El espíritu del robo acecha en nuestra tierra, y tiene sus defensores entre el pueblo. Atrae a los jóvenes desprevenidos y los lleva a robar a sus vecinos, ya que no están protegidos por la verdad. Padres, ¿saben que esto es cierto? “Sí”, dicen algunos, “hemos oído que se cometen robos allá (señalando hacia el oeste), y que es Bill Hickman y su banda quienes los hacen. Pero, ¿saben que hay un ladrón que visita a su hijo, corrompe su moral y le hace creer que no hay mal en robar a un gentil?”

“Oh, por supuesto”, dicen, “sé que tal hombre visita a mi hijo. No sé exactamente dónde está mi hijo ahora, pero anda por la ciudad en algún lugar.” Esto es lo que quiero que sepan. Hagan de su deber saber dónde están sus hijos, porque solo necesitan salir a algunas de las calles de la ciudad para encontrarse con ladrones que les dicen que no hay mal en robar a los gentiles, y que les dicen que la Presidencia de la Iglesia lo aprueba. Así es como se dijeron mentiras sobre nosotros, para desviar a los imprudentes y desprevenidos de la verdad. ¿Quieren salvarse del desprecio y la vergüenza que caerá sobre su hijo adondequiera que vaya? Si es así, vigilen a sus hijos y también las asociaciones que forman. A ustedes que tienen hijas, les diría: vigílenlas, o dentro de poco llegarán a sus amigos con una cara afligida, diciendo: ¡Oh, mi pobre hija, se ha ido! ¿A dónde?
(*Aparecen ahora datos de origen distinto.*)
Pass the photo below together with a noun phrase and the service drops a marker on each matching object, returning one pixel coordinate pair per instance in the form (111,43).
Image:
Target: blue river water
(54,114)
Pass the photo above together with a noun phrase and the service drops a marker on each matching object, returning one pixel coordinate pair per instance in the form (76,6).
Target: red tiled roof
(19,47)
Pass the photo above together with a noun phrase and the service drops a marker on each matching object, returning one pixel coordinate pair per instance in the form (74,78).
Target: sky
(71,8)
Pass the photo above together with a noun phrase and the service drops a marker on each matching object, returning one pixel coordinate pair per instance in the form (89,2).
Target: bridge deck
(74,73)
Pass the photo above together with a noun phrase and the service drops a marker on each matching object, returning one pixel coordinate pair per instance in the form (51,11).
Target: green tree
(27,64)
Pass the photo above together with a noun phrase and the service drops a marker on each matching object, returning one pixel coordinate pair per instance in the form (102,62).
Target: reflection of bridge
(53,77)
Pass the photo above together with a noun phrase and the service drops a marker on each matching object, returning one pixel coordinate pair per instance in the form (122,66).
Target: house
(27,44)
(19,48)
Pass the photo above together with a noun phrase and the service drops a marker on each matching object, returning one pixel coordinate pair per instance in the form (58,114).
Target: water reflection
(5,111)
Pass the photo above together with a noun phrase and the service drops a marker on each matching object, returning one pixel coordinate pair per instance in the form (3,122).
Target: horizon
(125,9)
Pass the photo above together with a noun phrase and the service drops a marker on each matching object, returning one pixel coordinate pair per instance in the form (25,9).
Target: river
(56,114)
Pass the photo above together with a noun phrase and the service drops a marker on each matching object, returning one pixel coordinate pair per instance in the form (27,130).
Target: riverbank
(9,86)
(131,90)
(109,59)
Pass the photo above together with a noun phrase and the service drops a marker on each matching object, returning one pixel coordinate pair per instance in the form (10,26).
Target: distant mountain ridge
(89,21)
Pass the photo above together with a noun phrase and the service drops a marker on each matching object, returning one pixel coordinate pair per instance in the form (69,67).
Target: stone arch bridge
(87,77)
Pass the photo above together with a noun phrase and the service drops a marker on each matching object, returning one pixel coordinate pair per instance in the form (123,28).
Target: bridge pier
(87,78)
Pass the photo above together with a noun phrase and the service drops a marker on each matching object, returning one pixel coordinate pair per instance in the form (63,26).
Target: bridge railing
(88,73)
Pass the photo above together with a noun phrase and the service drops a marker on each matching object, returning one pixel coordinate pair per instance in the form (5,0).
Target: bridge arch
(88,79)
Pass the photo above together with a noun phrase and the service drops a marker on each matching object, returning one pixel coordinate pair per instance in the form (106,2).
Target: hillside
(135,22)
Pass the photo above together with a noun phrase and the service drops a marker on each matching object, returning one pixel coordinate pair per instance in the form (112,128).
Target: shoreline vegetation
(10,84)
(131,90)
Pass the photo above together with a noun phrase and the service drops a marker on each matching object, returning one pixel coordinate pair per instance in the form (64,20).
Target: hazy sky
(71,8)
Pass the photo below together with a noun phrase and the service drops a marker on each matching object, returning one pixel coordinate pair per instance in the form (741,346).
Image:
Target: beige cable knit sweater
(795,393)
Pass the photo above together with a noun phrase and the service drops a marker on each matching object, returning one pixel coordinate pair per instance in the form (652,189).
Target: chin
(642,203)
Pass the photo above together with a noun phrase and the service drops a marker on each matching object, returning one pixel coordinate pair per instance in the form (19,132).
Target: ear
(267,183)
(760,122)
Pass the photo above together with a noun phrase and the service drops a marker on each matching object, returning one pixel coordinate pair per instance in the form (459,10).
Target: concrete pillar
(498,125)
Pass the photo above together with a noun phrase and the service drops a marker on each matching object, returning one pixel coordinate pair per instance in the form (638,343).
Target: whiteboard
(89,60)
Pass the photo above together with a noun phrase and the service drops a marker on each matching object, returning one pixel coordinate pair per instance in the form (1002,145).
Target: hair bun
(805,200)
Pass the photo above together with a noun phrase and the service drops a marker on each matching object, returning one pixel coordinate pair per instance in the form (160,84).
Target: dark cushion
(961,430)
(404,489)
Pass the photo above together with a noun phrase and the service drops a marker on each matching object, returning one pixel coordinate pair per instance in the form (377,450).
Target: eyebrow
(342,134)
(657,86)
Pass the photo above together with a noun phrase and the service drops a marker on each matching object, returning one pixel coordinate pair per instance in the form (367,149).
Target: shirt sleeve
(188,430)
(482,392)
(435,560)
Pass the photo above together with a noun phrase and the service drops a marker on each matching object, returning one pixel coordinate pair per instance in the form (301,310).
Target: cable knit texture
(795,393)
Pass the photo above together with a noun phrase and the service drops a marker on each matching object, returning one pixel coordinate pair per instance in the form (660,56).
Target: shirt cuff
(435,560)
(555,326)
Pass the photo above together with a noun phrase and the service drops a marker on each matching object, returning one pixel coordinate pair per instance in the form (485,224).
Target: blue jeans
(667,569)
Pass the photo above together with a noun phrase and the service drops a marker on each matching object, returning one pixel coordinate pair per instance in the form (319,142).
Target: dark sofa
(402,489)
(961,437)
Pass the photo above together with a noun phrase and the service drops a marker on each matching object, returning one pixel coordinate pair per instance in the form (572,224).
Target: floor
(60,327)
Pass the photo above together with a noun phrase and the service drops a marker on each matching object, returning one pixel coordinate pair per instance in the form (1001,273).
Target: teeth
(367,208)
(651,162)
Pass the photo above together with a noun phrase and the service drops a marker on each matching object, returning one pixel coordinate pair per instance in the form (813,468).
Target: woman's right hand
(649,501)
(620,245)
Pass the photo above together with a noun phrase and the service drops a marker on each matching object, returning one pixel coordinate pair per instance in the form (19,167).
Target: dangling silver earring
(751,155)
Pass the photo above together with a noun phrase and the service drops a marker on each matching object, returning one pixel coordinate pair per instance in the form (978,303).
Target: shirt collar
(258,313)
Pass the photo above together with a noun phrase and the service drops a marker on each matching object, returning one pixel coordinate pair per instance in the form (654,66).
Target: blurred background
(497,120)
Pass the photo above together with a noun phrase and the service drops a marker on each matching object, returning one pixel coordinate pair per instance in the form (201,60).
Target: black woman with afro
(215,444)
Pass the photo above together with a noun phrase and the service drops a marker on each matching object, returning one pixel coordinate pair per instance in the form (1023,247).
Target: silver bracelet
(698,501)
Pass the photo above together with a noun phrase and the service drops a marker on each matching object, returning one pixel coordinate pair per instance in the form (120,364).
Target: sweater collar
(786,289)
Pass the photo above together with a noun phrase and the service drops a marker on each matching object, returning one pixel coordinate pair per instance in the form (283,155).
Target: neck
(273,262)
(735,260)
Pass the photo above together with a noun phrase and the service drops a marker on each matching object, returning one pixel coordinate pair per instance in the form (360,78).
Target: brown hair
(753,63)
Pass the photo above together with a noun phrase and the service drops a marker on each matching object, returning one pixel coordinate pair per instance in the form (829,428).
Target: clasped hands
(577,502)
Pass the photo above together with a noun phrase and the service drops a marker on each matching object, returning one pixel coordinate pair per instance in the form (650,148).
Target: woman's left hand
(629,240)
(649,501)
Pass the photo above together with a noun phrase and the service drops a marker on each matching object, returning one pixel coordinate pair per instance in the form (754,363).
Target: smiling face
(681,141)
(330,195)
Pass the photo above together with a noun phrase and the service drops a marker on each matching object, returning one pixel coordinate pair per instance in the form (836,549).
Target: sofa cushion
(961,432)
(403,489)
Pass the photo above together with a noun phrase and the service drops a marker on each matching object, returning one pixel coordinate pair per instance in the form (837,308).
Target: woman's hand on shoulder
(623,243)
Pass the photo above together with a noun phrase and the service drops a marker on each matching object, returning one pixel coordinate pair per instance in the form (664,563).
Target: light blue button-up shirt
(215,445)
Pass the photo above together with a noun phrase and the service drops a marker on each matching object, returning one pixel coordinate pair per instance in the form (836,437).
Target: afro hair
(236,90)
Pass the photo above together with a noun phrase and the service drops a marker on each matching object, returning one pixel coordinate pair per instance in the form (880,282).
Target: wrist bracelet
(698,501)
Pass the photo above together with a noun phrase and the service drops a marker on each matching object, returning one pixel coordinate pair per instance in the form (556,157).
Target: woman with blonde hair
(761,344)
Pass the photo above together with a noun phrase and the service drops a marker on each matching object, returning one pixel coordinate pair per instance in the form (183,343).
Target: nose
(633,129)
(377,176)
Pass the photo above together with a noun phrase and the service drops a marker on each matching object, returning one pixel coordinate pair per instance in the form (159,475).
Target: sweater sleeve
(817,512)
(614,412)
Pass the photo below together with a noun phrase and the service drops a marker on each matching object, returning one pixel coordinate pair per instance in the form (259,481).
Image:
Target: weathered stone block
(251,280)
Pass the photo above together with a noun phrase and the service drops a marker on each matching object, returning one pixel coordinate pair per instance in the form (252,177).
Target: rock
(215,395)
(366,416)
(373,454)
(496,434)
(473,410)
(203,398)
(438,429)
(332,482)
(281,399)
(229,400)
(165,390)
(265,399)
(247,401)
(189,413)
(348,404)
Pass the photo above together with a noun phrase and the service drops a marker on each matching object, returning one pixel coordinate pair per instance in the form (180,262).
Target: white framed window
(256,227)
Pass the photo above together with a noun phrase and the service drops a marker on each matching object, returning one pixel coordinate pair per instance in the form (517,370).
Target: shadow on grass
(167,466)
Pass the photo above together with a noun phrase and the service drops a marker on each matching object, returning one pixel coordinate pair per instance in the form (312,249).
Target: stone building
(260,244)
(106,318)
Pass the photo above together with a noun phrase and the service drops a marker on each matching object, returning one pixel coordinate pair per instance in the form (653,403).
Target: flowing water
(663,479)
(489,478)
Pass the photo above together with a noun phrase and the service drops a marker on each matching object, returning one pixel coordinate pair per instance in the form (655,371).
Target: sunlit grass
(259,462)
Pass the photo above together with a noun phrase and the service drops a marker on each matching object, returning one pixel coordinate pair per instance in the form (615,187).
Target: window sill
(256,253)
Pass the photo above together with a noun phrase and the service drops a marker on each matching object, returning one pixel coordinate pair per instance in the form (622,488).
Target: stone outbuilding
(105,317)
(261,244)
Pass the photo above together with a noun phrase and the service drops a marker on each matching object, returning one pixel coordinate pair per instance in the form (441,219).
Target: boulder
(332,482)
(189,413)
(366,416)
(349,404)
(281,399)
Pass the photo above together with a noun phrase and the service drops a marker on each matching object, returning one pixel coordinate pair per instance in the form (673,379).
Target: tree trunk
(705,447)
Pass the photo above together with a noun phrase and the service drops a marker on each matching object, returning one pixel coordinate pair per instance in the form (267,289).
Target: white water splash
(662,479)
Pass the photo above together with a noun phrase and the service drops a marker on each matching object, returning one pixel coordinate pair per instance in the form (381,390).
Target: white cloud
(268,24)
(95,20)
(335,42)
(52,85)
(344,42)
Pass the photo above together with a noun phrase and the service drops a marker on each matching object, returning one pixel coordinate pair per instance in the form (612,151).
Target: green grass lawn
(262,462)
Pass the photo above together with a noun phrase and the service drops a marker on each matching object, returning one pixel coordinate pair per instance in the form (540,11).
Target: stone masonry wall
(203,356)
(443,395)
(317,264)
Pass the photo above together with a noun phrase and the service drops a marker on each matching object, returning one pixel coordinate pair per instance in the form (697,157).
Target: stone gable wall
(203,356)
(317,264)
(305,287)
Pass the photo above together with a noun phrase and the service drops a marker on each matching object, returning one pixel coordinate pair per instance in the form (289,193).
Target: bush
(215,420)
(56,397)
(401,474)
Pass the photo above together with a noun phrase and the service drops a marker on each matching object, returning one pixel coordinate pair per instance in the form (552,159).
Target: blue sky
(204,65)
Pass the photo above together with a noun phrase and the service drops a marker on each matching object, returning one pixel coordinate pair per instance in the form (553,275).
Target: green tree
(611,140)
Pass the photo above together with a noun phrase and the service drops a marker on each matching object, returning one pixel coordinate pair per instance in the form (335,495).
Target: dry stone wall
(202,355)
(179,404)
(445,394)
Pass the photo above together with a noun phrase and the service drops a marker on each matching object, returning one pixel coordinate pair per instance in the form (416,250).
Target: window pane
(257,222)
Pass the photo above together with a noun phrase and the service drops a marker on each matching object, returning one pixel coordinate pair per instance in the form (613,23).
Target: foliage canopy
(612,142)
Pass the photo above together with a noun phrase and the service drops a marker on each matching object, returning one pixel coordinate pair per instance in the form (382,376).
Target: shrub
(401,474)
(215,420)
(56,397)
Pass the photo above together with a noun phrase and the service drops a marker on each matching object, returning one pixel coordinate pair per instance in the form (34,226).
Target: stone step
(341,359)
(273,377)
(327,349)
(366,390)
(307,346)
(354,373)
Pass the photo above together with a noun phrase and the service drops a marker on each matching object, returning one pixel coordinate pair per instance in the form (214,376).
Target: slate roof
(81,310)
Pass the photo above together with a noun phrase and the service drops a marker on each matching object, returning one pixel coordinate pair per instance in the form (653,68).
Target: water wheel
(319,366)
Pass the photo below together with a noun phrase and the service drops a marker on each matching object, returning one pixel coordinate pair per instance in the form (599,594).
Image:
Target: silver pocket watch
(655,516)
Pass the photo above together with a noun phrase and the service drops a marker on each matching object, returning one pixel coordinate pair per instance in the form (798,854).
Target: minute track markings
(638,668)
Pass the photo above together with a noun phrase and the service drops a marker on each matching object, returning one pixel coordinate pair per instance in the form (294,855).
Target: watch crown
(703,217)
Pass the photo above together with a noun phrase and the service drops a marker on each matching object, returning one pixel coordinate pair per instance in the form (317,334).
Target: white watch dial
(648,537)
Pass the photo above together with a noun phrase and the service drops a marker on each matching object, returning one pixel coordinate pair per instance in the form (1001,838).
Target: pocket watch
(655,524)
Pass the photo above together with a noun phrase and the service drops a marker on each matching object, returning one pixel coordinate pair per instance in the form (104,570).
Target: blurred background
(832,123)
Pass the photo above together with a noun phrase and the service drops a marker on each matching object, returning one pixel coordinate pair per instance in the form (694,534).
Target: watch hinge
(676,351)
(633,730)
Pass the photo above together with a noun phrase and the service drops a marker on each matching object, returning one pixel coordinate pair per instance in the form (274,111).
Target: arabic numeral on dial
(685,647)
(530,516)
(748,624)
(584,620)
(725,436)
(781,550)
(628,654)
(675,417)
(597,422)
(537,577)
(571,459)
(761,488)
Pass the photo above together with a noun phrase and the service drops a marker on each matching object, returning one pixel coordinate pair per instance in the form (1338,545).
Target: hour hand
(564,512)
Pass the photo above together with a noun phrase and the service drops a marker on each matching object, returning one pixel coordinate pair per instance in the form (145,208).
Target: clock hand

A Camp Floyd, a los Estados, y al Diablo. ¡Oh, mi hija, a quien hemos criado con cuidado, y pensamos que viviría para honrarnos; pero, lamentablemente, se ha ido!

Sí; pero mientras estaba con ustedes, no sabían que estaba haciendo amistades con hábitos y formando asociaciones con cosas que la alejaron de su alcance. “Es cierto, iba a todas las fiestas de baile”, dice el padre confiado; “pero, ¿cómo podría negarle el privilegio?” Tal vez el obispo fue llamado a ir a orar por ellos, para santificar el evento; y tal vez ella fue con el hijo de su vecino, a quien usted respeta; y entonces dirán: ¿Cómo podría negarle y ofender a mi hermano? Sí, ofenda a su hermano, porque eso vale menos que la salvación de su hijo. “Pero”, dice alguien, “¿no deberíamos dejar que nuestros hijos vayan a las fiestas?” Sí, déjenlos ir; no me atrevería a aconsejarles que no los dejen ir. ¿Y por qué? Porque no serviría de nada.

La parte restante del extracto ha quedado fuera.